SENTENÇA Vistos em conclusão.
Relatório dispensado nos termos do artigo 38 da Lei 9.099/95.
Passo a decidir.
Intimada a parte executada, foi comoprovado o depósito dos valores executados conforme ID nº 53409548.
Após, a parte exequente concordou com os valores calculadas pelo executado em sede de embargos (ID de nº 53494155) Destarte, tendo em vista a concordância da exequente, julgo procedentes os Embargos à Execução e declaro extinta a obrigação em virtude do pagamento integral do débito, nos termos do art. 924, II, do CPC.
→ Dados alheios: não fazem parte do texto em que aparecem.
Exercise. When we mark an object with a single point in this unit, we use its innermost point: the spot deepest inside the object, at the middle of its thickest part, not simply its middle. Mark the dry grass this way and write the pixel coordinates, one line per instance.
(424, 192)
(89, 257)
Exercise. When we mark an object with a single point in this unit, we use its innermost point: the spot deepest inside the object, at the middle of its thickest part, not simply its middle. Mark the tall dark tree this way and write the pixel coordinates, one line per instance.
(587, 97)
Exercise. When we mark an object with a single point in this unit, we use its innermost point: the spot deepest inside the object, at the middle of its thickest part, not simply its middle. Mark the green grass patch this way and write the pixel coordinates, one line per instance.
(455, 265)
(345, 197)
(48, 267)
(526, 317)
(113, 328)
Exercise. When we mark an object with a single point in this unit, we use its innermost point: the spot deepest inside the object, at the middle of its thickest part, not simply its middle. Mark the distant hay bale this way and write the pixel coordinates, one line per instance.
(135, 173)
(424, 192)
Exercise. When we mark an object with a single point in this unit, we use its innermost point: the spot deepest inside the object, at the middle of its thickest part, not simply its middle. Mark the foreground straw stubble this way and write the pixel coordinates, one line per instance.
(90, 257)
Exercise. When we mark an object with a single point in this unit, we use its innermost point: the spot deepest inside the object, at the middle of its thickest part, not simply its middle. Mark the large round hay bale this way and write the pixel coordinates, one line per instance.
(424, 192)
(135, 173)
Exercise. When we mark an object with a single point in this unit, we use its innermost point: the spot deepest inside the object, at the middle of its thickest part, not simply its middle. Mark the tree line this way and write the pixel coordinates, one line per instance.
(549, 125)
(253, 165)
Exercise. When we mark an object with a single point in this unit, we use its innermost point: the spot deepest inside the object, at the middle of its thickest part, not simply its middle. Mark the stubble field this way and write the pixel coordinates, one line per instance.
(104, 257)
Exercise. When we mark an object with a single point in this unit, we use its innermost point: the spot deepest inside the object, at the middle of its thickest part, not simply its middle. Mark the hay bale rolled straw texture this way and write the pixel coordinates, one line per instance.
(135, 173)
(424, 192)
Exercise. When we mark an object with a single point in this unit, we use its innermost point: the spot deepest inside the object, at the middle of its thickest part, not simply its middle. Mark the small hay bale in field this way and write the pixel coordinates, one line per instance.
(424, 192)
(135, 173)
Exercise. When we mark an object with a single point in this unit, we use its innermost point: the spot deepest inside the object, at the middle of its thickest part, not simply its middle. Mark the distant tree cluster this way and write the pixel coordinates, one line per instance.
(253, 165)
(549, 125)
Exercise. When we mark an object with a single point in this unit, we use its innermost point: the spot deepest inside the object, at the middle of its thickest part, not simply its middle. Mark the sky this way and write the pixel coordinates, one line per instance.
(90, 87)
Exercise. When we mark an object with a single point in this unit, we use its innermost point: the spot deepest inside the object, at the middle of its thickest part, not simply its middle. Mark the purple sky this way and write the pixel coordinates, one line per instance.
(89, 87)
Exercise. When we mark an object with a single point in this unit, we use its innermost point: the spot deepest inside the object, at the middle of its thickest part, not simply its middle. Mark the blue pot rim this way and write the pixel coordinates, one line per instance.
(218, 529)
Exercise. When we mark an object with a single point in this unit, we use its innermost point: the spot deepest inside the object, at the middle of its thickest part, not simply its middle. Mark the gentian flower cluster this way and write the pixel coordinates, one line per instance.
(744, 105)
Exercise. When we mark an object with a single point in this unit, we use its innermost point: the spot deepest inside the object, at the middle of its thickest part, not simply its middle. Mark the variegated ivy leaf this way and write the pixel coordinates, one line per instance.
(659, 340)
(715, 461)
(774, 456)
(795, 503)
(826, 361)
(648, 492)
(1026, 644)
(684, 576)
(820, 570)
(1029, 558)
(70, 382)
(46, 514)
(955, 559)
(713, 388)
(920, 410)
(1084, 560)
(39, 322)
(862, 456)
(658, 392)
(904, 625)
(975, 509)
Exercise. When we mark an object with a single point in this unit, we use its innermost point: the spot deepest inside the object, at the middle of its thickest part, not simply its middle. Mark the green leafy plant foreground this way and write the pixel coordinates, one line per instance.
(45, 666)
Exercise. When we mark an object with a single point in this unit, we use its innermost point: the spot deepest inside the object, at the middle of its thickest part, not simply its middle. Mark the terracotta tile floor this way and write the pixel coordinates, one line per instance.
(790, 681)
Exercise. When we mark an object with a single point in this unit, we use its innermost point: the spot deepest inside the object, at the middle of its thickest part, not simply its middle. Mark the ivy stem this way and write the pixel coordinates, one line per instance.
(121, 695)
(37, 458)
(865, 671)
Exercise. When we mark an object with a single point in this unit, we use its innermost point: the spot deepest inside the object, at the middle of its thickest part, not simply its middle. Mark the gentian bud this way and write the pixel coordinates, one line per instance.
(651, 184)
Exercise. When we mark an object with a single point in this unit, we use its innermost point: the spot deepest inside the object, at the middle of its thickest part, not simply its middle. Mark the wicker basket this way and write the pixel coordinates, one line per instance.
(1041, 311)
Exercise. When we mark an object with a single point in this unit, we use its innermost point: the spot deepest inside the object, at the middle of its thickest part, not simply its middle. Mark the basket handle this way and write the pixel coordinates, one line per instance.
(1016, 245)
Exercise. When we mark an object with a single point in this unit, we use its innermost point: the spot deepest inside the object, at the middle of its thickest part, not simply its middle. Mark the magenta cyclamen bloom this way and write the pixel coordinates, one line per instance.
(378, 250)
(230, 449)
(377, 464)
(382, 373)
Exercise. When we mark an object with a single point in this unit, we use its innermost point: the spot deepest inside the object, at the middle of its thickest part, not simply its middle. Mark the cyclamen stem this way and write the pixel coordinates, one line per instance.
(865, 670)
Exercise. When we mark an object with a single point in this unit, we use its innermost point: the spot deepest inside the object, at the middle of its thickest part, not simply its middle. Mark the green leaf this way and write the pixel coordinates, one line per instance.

Independente de trânsito em julgado, expeçam-se dois alvarás para liberação da quantia depositada (ID nº 53409548): (i) em favor da representante da parte autora, com quantum de R$ 9.609,89 (nove mil, seiscentos e nove reais e oitenta e nove centavos) conforme ID de nº 53494155; e (ii) em favor da parte autora, com quantum de R$ 9.609,89 (nove mil, seiscentos e nove reais e oitenta e nove centavos) conforme ID de nº 53494155.
Contudo, considerando a atual situação de emergência de saúde pública decorrente da pandemia causada pelo novo coronavírus, com fulcro na Portaria nº 557/2020, emanada pela Presidência do Tribunal de Justiça do Estado Ceará, DETERMINO A EXPEDIÇÃO DO ALVARÁ, por meio do e-mail institucional desta unidade judiciária para o e-mail da CAIXA ECONÔMICA FEDERAL responsável.
Intime-se a parte executada, desta feita, por meio de seus causídicos, para que, no prazo de 5 (cinco) dias, acoste aos autos dados bancários para a devida expedição de Alvará Judicial.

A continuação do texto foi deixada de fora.